Filósofo para unos, cronista clave para entender el mundo contemporáneo para otros, pero sobre todo arquitecto de algunas de las visiones futuristas más pesimistas de la literatura de ciencia ficción, James Graham Ballard, nacido en Shangai, China, en 1930, falleció el pasado domingo 19 de abril tras una larga lucha contra el cáncer de próstata. El cine le debe además la materia prima literaria de dos películas singulares y altamente recomendables, El imperio del sol, que filmó Steven Spielberg en 1987, y Crash, dirigida por David Cronenberg en 1996 (no confundir con la producción del mismo título dirigida en 2004 por Paul Haggis).
El imperio del sol, basada en la novela de Ballard publicó en 1984, es una de las producciones de ambiente bélico más dramática y tocadas por la tragedia que recuerdo, lo que es decir mucho en el amplio paisaje de las películas dedicadas a la guerra que me han acompañado hasta el día de hoy. No era una historia de héroes al uso, sino más bien una peripecia de antihéroes perdidos en el callejón sin salida de la historia del convulso siglo XX cuya mayor gesta era sobrevivir un día más en un campo de concentración japonés durante la Segunda Guerra Mundial. Entre otras cosas demostró que en las entrañas de cineasta de Spielberg había mucho más que fuegos de artificio visualmente espectaculares y trepidantes aventuras hijas del American Way of Life, constituyéndose como una de sus películas más maduras y a ratos incluso siniestra, presagio de este otro viaje al infierno con aires de réquiem por los que van a morir que fue La lista de Schindler. De paso lanzó al estrellato a Christian Bale, que hoy circunnavega el orbe del estrellato alternando el personaje de Batman con el de John Connor en la próxima entrega de Terminator. Bale le puso carne y mucha verdad a ese trozo de memoria del propio Ballard. El autor había creado al joven protagonista de la película a su imagen y semejanza y a la sombra de su propia experiencia en un campo de internamiento.
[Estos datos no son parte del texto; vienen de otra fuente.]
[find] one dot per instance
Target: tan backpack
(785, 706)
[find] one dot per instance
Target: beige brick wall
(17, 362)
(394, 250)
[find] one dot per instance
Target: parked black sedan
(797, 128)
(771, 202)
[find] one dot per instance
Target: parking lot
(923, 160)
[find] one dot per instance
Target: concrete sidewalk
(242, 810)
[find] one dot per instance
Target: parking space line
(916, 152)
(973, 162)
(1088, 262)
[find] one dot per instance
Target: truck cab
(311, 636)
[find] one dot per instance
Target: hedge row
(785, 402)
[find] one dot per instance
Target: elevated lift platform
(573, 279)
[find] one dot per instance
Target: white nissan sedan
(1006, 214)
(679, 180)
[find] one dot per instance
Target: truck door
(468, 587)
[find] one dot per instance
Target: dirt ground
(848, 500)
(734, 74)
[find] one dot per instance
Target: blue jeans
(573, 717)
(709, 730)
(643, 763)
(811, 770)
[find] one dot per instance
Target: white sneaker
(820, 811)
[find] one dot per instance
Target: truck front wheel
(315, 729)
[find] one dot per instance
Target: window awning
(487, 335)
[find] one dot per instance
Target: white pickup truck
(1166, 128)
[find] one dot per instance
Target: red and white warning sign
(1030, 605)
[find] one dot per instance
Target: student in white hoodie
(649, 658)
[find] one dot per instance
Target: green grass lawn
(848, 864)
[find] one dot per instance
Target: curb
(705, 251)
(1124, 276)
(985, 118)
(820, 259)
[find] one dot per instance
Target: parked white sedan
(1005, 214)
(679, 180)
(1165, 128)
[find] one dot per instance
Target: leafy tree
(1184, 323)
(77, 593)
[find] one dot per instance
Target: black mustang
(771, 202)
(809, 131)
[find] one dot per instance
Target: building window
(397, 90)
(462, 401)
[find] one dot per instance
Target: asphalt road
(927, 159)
Lo que allí vio y vivió acabaría constituyendo la sabia de su forma de mirar el mundo como un vertiginoso abismo por el que se precipita el ser humano hacia su lado más oscuro.
Crash, hija del texto que el escritor consiguió publicar en 1973 exprimiendo las gotas de dolor por la muerte de su esposa, era una inquietante fábula de corte sadomasoquista que se ganó a pulso la polémica en su estreno. Está entre lo mejor y lo más turbadoramente siniestro de la filmografía de Cronenberg, quien supo sacarle el máximo partido a la propuesta argumental de Ballard sin ahorrar en escenas escabrosas y acercándose peligrosamente a la pornografía.
La recomendación de uno de los editores que rechazó la publicación de Crash fue mandar al autor a un psiquiatra.
Benditos locos.
Ballard, que tenía también algo de forense aplicado a la tarea de hacerle la autopsia al convulso siglo XX y se anticipó a jugar en sus relatos con la baraja de la anticipación, tejiendo el tapiz de una paulatina deshumanización que va cobrando mayor velocidad en el siglo XXI, jugó a contracorriente dentro del género de ciencia ficción obsesionado por la idea de la catástrofe, motivo argumental ya en su primera novela, El mundo sumergido, publicada en 1962. Era una novela que en algunos de sus párrafos parecía escrita para ser adaptada por Stanley Kubrick. Fue una de esas novelas capaces de sacar a la ciencia ficción del ghetto y ponerla a la altura de la literatura con mayúsculas, haciendo de paso que su autor pasara a convertirse en uno de los representantes más prestigiosos de la nueva ola de la ciencia ficción británica.
Ballard hizo frente a la muerte celebrando la vida: cuando en 2006 le diagnosticaron el cáncer de próstata que finalmente ha acabado con sus días empezó a escribir su autobiografía, Milagros de la vida, publicada en 2008.